Can someone explain why non-systemd systems are claimed to be full of broken shell scripts? I've yet to experience that.

2 comments

It's not that your system fills up with them from your side. It's that the old approach of not-very-synchronised shell scripts is very fragile and sometimes arrived to via trial and error. And many services carry their own custom implementation of those.

For example mysqld_safe is there pretty much to handle things that systemd can do, but initd can't. Some other services have custom wait-logic to make sure dependencies are ready, which is covered by service readiness notification in systemd (see just yesterday https://news.ycombinator.com/item?id=25845143).
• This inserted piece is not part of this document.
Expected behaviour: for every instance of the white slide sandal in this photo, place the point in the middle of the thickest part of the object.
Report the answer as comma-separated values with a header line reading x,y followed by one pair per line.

Many services do custom pidfile handling (see the fun implementation in openssh init file - your pidfile path better not have `=` in it) just because initd has no idea of services.

Basically every service I've seen which has more than a single line in start and stop functions in broken is at least one subtle way. (and close to every single status function - no, existence of the pidfile and that pid running an undefined process is not the same as service functioning) Systemd provides 99% of what those init scripts try to achieve as simple configuration and if something's missing you can still fall back to executing a script instead.

It is a straw man that people use to try to try to make systemd seem like a solution, the only issue is that the problem never actually existed, just like people who try to argue that "x is dying or not attracting enough new users" in order to try to present a change they want to make as some how "solving" the problem of users leaving (e.g. "we should switch development to github"). When you look at the numbers and look at the existing systems, the stories are a complete fabrication to try to prop up a fallacious argument or process, tool, or project that is usually worse than what is really out there, not what its proponents claim is out there.